Podemos ir a Murcia o a Valladolid en Semana Santa y admirar los magníficos pasos de Salzillo o de Gregorio Fernández en la calle. Y también podemos ir, durante el resto del año, a admirarlos en sus respectivos museos. En este sentido, la vieja escultura barroca sigue aquí, generando significados, pero ahora lo hace como obra de arte; su función al servicio del dogma ha muerto ya por completo. El viejo «efecto de verdad» que caracterizaba a la imagen en el Cristianismo (Brea, 2010: 33-34) ha desaparecido, entre otros motivos porque, en el nuevo marco, formas de religiosidad arraigadas localmente se abren a un público en potencia global, capaz de efectuar múltiples lecturas sobre algo que antes era común y unívoco. Desde esta perspectiva, las informaciones acerca de las imágenes que brindan a sus pies los museos a los visitantes son, en cierta medida, un certificado de defunción de su antigua función adoctrinadora.

El museo, pues, como mausoleo de una tradición, como quería Adorno. Con todo, y como ha mostrado Duncan (2007), los museos modernos actúan en sí mismos como espacios rituales, que heredan mucho de los viejos lugares de culto: monumentalidad, nítida delimitación espacial, decoro esperable en los visitantes, etc. A ello contribuye, en los casos que nos ocupan, diversos factores. En primer lugar, su propia ubicación: suelen albergarse en edificios antiguos, que den un marchamo de tradición que contribuya a legitimar a su contenido. Es ésta una manera de reconocer que éste pertenece también al pasado, aunque el desfase cronológico sea tan evidente como inevitable; un ejemplo nos lo proporciona Medina de Rioseco:

El primer elemento que nos llama la atención cuando nos acercamos al Museo de Semana Santa es el impresionante edificio en que se encuentra ubicado: la Iglesia de Santa Cruz, construida, al igual que los otros importantes templos de Medina de Rioseco, durante la época de mayor esplendor económico y social de la ciudad [31].

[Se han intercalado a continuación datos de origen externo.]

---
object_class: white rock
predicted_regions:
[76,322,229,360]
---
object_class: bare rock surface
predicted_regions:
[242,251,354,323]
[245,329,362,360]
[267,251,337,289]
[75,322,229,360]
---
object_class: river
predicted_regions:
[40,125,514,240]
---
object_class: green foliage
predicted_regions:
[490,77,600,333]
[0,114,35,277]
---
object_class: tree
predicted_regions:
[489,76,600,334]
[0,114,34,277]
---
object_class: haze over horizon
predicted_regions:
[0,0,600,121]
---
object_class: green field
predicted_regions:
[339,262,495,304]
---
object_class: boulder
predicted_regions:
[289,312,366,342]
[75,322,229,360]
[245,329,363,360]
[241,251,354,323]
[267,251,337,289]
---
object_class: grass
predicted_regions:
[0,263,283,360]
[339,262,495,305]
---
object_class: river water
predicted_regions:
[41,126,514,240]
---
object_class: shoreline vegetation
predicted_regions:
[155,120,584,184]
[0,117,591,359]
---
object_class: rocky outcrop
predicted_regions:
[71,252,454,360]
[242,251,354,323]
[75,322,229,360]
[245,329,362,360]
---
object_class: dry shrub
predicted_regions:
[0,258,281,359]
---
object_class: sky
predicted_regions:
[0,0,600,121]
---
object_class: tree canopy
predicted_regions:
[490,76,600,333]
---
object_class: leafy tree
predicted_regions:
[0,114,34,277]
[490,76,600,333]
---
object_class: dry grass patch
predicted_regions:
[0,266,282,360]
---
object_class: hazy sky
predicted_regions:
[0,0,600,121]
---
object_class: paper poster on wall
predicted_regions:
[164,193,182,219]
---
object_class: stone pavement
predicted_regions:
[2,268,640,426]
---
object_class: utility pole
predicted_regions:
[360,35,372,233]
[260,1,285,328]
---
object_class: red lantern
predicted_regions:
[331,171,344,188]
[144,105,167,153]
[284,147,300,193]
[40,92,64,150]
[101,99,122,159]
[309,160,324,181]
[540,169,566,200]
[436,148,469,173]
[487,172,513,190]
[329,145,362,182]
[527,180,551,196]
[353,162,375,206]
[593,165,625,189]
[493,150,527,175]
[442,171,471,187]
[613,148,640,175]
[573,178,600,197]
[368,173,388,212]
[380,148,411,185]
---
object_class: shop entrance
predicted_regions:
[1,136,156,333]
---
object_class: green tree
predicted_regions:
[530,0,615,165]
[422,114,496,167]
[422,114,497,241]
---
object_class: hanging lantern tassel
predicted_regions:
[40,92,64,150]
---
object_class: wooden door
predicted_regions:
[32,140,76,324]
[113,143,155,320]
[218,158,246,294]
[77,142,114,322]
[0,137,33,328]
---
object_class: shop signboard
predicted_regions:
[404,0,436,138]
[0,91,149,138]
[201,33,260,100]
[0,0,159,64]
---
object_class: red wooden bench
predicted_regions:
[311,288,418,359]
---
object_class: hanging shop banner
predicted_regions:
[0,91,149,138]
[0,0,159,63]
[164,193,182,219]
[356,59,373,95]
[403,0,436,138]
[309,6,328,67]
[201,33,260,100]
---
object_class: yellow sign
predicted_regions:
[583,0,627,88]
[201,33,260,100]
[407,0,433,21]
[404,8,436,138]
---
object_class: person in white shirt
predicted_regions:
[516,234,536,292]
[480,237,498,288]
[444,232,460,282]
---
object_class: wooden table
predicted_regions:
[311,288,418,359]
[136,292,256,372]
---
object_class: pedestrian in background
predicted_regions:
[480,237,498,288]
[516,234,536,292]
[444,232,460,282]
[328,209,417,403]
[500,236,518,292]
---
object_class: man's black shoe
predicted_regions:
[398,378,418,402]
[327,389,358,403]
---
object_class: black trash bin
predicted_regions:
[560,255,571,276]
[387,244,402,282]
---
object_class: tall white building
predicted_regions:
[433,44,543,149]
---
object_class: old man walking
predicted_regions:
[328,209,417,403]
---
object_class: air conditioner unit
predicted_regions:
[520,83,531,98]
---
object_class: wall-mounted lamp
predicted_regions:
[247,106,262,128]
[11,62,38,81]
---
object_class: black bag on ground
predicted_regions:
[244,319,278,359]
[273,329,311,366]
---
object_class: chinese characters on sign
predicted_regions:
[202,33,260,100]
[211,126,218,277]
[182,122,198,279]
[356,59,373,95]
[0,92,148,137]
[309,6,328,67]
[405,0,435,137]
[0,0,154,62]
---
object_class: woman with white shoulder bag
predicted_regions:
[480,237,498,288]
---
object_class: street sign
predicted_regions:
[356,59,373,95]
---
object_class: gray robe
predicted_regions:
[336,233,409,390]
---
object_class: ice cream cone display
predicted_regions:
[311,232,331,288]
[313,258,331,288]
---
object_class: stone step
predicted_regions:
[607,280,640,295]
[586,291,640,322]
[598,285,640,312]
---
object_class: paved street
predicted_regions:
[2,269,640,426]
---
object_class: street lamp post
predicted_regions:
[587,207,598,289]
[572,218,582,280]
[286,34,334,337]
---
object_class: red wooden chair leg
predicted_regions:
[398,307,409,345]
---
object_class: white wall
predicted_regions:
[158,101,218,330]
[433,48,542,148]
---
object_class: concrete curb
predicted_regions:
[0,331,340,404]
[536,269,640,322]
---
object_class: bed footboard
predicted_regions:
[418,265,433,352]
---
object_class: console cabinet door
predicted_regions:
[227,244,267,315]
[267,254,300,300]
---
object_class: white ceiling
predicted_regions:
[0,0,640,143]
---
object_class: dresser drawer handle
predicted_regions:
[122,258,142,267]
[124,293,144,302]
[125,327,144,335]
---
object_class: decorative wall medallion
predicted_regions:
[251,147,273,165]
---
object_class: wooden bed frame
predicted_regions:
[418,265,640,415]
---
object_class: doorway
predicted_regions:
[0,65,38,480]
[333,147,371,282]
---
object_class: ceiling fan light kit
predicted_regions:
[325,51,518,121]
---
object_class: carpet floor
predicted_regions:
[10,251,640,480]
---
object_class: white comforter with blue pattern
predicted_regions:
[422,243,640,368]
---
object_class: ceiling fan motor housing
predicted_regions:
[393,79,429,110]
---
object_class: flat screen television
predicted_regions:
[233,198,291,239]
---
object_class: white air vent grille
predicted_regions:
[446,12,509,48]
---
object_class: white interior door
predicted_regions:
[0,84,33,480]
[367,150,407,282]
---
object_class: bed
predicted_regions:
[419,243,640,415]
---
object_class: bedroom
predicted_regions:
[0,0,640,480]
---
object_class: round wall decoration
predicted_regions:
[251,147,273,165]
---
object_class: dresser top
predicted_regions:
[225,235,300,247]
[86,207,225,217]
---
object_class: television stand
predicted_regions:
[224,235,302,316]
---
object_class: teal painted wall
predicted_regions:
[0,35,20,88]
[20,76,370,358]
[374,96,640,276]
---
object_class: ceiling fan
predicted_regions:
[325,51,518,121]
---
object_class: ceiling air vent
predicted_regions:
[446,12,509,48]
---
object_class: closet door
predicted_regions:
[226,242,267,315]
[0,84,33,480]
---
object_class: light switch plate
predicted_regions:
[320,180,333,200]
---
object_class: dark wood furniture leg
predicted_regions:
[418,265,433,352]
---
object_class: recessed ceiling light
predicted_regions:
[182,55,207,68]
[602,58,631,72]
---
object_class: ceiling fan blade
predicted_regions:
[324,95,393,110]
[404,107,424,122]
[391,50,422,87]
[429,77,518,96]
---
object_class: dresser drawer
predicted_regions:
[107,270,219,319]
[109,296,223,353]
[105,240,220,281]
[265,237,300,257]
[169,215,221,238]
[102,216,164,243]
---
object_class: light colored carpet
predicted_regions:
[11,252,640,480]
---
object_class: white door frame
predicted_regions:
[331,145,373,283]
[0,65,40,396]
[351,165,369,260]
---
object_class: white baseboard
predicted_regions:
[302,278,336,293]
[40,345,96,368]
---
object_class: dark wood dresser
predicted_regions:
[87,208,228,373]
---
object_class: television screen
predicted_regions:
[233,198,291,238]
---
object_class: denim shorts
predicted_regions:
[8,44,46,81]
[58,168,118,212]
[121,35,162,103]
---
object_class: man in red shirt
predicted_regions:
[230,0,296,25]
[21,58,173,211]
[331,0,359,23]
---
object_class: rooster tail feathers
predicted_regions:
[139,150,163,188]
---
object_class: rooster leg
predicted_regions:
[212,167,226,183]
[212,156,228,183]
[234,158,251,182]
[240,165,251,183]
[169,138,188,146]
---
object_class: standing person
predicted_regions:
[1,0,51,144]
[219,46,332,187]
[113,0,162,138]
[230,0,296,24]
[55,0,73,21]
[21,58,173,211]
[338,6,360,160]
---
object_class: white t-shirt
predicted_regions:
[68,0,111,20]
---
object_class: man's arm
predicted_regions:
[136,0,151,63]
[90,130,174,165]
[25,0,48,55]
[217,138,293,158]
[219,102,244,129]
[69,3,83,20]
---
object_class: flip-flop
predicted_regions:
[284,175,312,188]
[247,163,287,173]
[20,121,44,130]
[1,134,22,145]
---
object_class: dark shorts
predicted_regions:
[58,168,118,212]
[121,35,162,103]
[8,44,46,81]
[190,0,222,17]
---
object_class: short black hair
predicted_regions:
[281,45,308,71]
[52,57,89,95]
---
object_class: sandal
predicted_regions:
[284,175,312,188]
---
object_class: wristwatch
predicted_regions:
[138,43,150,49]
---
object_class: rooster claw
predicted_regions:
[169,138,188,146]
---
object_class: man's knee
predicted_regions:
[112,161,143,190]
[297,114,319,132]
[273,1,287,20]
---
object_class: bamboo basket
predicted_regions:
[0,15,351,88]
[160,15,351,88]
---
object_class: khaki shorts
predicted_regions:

Se trata, en este caso, de un «magnífico edificio» que data de finales del siglo XVI, y que «custodia en la actualidad, tras una importante labor de restauración, el rico patrimonio cultural de la Semana Santa riosecana». Es decir, no sólo se vincula la Semana Santa a un momento histórico determinado (esplendoroso) sino que una iglesia se convierte en museo, para albergar no imágenes sagradas, sino un «rico patrimonio cultural». Las ruinas del pasado (Gross, 1992) pues se reconvierten en lugar de memoria de un tiempo mítico, donde, prescindiendo de cualquier cronología histórica, convergen los objetos a los que hemos convenido atribuir un valor. Ahora bien, como afirma Warnier, convertir el lugar de una antigua práctica en un museo es «un modo de hacer duelo por el pasado sin destruirlo» (2002: 74). Lugar de la modernidad por excelencia, el museo es pues susceptible de albergar un cadáver al que todos quieren seguir viendo vivo. Esto nos permite enlazar con las reflexiones de Agamben acerca de los museos como las ruinas de algo que ya hemos perdido irremediablemente: «La museificación del mundo es hoy un hecho consumado. Una tras otra, de modo progresivo, las potencias espirituales que definían la vida de los hombres (…) se han ido retirando dócilmente hacia el Museo», advierte el filósofo italiano, que entiende por museificación «la dimensión separada a la que se transfiere aquello que en el pasado fue percibido como verdadero y decisivo, y ya no lo es» (2005: 110). En definitiva, «hoy todo puede volverse Museo, porque éste denomina simplemente la exposición de una imposibilidad de usar, de habitar, de experimentar» (ib.). Es más, la nueva relación entre religión y capitalismo se expresaría precisamente a través de este espacio:

El Museo ocupa exactamente el espacio y la función que en otro tiempo estaban reservadas al Templo como lugar de sacrificio. A los fieles del Templo (…) corresponden hoy los turistas, que viajan sin tregua por un mundo extrañado en Museo (ib.).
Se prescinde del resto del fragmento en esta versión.